Guidelines for getting married at St. Michael are as follows:
• Based on the conditions above, the priest will determine whether a couple is eligible for marriage in the Orthodox Church, before a date can be set.
• A minimum of six months to one year’s notice is required to set a wedding date.
• Premarital counseling with the priest is strictly required.
• At least one of the persons getting married must be an Orthodox Christian and a member of St. Michael’s in good standing. The other party, if not Orthodox, must be a Christian. (Please speak to the priest about specific norms for “mixed marriages.”)
• At least one of the sponsors must be a committed Orthodox Christian.
• As required, a pre-marriage counseling must be attended. The sacrament cannot be celebrated without it.
• The wedding date must be cleared with the Church. The best time is Sunday afternoon. If the wedding needs to be on a Saturday, it must start no later than 4:00 p.m. Understanding that the liturgical day begins at the Vesper Hour (sunset), weddings are not permitted at the following times:
– every Wednesday and Friday
– the eve of every Sunday and Great Feast
– eves/days of the Feast of the Elevation of the Cross Sept. 14) and the Beheading of John the Forerunner (Aug. 29)
– during Great Lent, including Cheesefare Week and Bright Week; i.e., Meatfare Sunday-Thomas Sunday
– during the Nativity Fast (Nov. 15-Dec. 25)
– during the Dormition Fast (Aug. 1-15)
• Only Orthodox hymns prescribed by the rubrics of the Church, no flash photography and no clapping are permitted. All other music is forbidden. All liturgical celebrations are parish celebrations, and so the St. Michael choir and chanters generally lead the musical responses.
• In the case of candidates who have been divorced, the process of reconciliation with the Church is done through the parish priest. All necessary information is submitted to the Metropolitan in writing for his final approval.
• The Removal of Crowns takes place at the end of the Divine Liturgy the next Sunday that the couple attends (usually following the honeymoon).

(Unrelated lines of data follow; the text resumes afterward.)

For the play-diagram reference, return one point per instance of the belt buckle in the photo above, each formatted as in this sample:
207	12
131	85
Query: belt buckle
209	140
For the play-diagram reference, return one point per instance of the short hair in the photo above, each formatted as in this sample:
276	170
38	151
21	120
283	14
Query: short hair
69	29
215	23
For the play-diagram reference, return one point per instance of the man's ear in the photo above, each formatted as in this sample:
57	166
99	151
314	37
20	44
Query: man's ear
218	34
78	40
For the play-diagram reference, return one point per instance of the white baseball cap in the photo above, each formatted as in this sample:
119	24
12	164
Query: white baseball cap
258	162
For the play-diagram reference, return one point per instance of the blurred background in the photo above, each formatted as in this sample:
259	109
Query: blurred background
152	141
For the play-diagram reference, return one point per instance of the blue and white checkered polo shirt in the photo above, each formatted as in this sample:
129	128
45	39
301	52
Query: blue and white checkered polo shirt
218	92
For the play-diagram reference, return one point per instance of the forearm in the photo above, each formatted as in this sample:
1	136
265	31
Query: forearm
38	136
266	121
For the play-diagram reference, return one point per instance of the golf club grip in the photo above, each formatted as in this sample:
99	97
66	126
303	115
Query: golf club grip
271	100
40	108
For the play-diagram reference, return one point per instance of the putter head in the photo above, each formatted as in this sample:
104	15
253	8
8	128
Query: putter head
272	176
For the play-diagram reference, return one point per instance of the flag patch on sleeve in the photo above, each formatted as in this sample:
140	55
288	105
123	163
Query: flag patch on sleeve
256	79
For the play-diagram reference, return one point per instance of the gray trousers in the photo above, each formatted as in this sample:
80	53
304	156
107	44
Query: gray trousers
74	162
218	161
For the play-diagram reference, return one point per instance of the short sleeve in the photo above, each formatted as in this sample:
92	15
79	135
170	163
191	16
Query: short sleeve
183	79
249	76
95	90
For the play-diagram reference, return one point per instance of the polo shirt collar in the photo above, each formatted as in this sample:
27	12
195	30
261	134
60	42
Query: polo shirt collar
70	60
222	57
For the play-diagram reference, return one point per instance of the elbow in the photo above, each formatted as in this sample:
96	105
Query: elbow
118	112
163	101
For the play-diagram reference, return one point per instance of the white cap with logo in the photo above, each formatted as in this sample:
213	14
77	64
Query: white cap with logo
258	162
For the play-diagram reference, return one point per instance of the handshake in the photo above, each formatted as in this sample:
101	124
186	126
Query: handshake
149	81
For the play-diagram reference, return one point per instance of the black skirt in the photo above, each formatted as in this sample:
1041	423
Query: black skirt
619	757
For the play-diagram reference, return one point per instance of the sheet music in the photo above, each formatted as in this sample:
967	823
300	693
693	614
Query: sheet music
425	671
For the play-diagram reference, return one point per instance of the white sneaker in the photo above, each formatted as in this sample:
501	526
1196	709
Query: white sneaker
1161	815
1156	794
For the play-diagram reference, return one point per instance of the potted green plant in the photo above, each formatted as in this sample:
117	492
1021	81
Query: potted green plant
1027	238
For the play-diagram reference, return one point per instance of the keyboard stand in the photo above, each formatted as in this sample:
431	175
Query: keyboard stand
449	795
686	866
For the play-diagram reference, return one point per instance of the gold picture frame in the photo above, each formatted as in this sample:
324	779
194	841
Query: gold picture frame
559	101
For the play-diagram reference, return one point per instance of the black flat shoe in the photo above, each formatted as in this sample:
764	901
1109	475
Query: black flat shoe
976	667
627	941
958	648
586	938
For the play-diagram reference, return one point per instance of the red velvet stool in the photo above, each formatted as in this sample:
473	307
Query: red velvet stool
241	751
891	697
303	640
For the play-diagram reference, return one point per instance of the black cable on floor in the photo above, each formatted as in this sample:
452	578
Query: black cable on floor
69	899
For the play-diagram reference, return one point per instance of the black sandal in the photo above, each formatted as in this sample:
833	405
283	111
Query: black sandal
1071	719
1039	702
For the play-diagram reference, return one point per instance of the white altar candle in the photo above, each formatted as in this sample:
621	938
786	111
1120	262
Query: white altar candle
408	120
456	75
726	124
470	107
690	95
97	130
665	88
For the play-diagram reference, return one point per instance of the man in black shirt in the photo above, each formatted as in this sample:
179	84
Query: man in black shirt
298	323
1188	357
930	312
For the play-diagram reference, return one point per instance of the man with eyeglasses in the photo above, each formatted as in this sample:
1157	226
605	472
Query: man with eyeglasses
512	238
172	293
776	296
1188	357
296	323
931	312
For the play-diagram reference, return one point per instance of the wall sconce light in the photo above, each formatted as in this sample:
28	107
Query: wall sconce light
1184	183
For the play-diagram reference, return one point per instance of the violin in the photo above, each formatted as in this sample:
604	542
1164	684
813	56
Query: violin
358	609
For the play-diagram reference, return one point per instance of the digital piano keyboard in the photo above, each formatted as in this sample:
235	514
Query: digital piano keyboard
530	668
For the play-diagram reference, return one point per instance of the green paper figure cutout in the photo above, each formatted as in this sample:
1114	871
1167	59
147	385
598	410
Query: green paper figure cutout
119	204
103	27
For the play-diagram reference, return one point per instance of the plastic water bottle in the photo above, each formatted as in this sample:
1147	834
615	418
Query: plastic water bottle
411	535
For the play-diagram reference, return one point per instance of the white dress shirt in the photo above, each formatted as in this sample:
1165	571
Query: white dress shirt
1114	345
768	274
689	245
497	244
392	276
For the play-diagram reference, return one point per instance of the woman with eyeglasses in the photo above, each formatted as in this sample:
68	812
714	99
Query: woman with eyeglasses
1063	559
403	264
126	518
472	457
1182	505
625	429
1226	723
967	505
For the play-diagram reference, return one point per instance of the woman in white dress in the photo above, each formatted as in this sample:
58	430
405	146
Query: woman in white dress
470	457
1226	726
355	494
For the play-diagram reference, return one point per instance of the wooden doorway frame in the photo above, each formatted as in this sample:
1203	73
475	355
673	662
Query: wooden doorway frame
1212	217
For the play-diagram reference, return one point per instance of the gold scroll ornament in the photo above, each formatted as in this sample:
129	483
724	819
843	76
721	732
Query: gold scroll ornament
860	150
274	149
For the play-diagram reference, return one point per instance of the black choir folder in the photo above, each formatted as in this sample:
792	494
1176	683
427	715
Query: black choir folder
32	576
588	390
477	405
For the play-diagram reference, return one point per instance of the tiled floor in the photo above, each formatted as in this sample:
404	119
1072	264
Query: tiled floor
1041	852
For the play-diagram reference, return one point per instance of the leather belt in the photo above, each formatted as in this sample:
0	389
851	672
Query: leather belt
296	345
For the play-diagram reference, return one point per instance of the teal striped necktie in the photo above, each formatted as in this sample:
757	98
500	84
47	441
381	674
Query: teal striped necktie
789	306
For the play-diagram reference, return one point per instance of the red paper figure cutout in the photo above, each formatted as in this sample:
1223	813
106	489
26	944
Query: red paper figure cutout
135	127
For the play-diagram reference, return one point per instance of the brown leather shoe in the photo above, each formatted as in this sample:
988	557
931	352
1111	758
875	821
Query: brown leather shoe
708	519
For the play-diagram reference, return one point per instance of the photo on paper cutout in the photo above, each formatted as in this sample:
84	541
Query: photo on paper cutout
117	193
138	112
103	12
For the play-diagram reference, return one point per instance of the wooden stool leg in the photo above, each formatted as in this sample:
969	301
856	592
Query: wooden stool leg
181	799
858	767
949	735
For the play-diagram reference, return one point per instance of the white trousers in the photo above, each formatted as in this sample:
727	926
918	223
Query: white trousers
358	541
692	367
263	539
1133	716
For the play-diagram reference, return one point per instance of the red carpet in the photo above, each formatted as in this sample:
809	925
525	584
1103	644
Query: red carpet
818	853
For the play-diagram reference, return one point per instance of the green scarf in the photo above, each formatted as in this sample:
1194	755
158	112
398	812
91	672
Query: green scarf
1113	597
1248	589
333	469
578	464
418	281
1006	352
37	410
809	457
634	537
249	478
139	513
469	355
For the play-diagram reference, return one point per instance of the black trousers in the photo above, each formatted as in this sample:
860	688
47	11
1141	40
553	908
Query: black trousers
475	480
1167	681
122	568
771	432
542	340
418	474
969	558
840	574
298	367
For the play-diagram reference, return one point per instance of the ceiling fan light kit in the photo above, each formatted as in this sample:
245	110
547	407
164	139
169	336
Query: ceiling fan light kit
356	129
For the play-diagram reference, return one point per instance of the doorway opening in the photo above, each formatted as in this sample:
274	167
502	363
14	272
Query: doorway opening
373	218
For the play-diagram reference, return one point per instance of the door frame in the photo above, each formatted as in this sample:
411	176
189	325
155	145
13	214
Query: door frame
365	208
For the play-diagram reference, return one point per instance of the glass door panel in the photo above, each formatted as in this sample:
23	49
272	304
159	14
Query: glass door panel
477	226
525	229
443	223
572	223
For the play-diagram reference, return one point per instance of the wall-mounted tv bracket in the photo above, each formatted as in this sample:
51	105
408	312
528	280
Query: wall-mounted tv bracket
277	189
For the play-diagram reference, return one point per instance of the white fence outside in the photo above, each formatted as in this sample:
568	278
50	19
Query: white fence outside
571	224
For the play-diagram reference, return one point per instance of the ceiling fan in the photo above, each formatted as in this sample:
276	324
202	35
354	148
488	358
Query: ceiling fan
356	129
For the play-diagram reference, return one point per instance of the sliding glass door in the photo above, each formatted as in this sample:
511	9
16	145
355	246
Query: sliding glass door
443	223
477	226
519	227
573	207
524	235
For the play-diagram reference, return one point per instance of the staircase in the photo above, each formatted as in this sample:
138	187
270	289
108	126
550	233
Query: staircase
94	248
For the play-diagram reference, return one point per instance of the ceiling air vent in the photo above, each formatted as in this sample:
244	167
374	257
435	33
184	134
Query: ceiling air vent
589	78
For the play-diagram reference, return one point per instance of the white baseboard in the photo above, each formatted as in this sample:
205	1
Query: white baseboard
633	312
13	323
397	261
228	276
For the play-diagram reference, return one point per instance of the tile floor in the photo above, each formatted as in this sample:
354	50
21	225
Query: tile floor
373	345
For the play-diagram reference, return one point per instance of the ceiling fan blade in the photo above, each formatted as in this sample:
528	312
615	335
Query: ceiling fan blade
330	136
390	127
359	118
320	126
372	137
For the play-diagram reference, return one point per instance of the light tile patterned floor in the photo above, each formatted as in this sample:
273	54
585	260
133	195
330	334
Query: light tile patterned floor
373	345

You will find a Marriage Form below.  Please fill it out and click send.  You may also read the following articles regarding Marriage in the Orthodox Church.

Theophany

On January 6 (or the Eve) the faithful attend a Divine Liturgy and the Great Blessing of the Water service to celebrate Theophany.  The service commemorates the baptism of Christ and the manifestation of God in three persons. During the service, the people are blessed and receive holy water which they take home in small bottles provided by the church. Some parishioners bring their own bottles often made specifically for holy water. In most churches in America the blessing is held indoors. Some communities hold outdoor celebrations by a body of water.

Blessing of the Home

It is customary, to invite your priest to bless your home with holy water in the weeks following Theophany. Prepare by cleaning the house and opening and lighting all the rooms. The items needed for a house blessing are:

  • Icon of Christ (The service can begin before your icon corner)
  • Candle
  • A list of names you would like to commemorate during the service (Living and Departed)

The priest will go to each room and sprinkle it in the four corners blessing the home with the grace of the Holy Spirit. It is best if  all family members are present for the house blessing. House Blessings are an annual tradition.